A lapel camera filmed the encounter. Sheriff Mike Herrington asserted after seeing the video, “I believe it will be a justifiable shooting. The deputies did exactly as they were trained to do.” However, civil rights attorney Laura Schauer Ives told KRQE, “It looked like an execution to me.”

· On July 16, Roswell Police Department officers, along with officers from multiple other agencies shot a man who they said shot at them. He fled but died from his wound. No officers were hurt.

· In Las Vegas, a city of about 14,000 in the state’s northeast, local police shot and killed a 30-year-old man who they said pointed a gun and shot at them. The NMSP is conducting an investigation.

As throughout the country, police violence has been a constant scourge in New Mexico year after year, including killings of political activists as well as the mentally ill and homeless people, in addition to those deemed “suspects.” New Mexico is tied with Alaska for the highest number of police killings per capita since 2015, according to the database of fatal police shootings maintained by the Washington Post. There were 129 recorded police killings in the state between January 13, 2015 and July 17 of this year, or more than 61 deaths for every one million residents. This averages out to one police killing approximately every six weeks.

Following the March 16, 2014 killing of mentally ill homeless man James Boyd by two APD officers in the Albuquerque foothills and protests against the long record of police violence, the federal Department of Justice (DoJ) under President Barack Obama intervened in an attempt to quell popular anger.

The DoJ issued a report that included the unsurprising statement that “we have reasonable cause to believe that APD engages in a pattern or practice of use of excessive force, including deadly force, in violation of the Fourth Amendment [the constitutional provision barring ‘unreasonable searches and seizures’]. … We have determined that structural and systemic deficiencies—including insufficient oversight, inadequate training, and ineffective policies—contribute to the use of unreasonable force.”

The WSWS commented on August 12, 2014:

The summary concludes that there is nothing “isolated or sporadic” about the APD’s use of excessive force, but rather that it “stems from systemic deficiencies in oversight, training, and policy,” primarily “failure to implement an objective and rigorous internal accountability system. Force incidents are not properly investigated, documented, or addressed with corrective measures.”

What followed the report was a “settlement agreement” with mostly cosmetic changes, a series of carefully controlled “ community meetings ” and the reshuffling of the Police Oversight Commission following the resignations of three of its members. In the following years, the APD increased its stockpile of weapons and obtained military vehicles courtesy of the Obama administration.

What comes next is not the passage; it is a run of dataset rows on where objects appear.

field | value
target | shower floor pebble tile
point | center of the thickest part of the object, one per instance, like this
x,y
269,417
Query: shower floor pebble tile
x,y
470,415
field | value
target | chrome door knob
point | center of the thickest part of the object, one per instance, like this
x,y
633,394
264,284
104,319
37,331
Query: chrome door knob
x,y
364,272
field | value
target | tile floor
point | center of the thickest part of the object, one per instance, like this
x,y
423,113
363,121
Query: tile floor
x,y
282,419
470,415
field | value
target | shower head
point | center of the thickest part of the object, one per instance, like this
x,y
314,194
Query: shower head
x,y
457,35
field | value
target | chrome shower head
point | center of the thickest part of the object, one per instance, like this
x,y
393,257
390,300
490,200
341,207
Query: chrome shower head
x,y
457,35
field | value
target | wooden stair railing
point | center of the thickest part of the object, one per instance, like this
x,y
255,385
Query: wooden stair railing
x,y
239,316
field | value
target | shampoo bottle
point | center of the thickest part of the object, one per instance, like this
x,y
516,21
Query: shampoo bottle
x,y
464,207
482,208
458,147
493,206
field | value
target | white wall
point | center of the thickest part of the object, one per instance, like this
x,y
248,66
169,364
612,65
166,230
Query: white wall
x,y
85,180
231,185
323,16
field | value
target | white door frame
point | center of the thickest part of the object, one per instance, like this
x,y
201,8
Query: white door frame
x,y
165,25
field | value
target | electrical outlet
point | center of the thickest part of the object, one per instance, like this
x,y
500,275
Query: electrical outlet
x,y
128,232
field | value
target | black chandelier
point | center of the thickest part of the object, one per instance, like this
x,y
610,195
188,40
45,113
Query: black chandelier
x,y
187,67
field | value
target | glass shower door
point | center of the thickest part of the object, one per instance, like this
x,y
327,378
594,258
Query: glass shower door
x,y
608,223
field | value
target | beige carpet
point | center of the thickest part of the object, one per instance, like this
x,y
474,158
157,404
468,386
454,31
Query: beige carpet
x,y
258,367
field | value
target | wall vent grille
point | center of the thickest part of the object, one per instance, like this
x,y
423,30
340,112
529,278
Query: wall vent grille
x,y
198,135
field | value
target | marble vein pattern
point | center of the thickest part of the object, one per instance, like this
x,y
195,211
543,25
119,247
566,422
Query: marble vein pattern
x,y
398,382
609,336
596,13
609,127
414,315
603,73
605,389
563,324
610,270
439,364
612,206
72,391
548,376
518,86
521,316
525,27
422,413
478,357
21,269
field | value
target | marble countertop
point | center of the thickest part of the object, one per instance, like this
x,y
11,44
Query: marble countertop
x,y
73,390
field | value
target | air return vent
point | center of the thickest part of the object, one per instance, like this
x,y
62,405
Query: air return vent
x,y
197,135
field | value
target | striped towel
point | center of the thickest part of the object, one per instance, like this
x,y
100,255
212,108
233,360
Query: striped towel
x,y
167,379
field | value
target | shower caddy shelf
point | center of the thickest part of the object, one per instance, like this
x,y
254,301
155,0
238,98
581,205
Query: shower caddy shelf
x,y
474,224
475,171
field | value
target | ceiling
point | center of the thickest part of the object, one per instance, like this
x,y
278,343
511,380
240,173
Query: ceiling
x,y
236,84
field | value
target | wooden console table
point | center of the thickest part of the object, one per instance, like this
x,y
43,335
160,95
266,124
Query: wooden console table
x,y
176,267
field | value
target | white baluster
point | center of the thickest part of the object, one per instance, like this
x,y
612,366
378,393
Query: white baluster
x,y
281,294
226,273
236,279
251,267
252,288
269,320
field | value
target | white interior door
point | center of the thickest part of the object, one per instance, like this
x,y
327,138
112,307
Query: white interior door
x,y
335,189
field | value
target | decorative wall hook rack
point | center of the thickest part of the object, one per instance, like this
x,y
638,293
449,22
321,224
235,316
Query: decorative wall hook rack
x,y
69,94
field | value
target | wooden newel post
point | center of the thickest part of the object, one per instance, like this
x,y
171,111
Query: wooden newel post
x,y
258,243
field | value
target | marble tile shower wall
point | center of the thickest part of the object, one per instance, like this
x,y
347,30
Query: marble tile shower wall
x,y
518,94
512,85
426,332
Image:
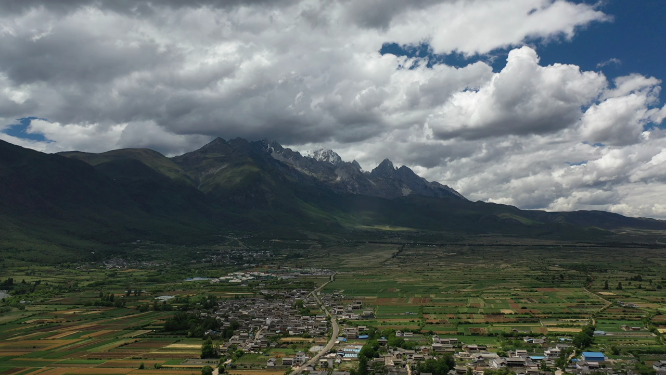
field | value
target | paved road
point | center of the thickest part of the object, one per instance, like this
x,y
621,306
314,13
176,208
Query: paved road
x,y
334,335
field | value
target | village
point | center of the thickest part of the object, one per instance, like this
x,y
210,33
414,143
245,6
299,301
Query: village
x,y
264,324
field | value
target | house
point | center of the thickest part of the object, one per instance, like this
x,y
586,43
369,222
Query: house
x,y
300,358
521,353
594,357
515,362
552,353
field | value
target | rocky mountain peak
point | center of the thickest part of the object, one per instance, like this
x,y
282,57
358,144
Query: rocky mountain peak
x,y
218,145
384,169
325,155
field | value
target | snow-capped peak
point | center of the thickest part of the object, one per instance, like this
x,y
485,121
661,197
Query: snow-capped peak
x,y
327,156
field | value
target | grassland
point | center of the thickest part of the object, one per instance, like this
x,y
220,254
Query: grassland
x,y
481,290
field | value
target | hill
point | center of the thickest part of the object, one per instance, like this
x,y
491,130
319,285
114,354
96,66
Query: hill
x,y
69,203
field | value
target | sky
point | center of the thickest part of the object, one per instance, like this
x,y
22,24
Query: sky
x,y
541,104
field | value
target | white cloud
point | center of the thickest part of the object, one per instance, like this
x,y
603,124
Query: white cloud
x,y
170,75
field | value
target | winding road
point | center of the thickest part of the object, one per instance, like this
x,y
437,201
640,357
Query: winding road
x,y
334,335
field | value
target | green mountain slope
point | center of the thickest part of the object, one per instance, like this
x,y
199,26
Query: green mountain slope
x,y
67,205
153,159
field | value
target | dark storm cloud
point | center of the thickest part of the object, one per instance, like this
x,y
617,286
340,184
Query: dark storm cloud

The trial of the two officers who murdered Boyd finally took place in October 2017. The special prosecutor lowered the charge to second-degree murder under the assumption that a conviction would be easier to obtain. The outcome of the trial was a hung jury, and the possibility of a retrial appears a closed book.

As has happened in other cities, the settlement agreement and the hoopla around it did not bring real changes to police violence in Albuquerque or anywhere else in New Mexico. The COVID-19 pandemic has exacerbated the crises of poverty, homelessness, health care, education, inequality and abuse of immigrants in New Mexico, one of the poorest states, and throughout the US. In the eyes of the ruling class, more, not less repression will have to be deployed against the working class as the capitalist crisis deepens.

Since the function of police forces is to “protect and serve” the interests of the ruling class, not of the working-class majority, bringing the epidemic of police violence to an end is not a matter of training or reform. It is up to the working class to rid the world of the source of police violence, capitalism, and replace it with socialism, the only progressive alternative.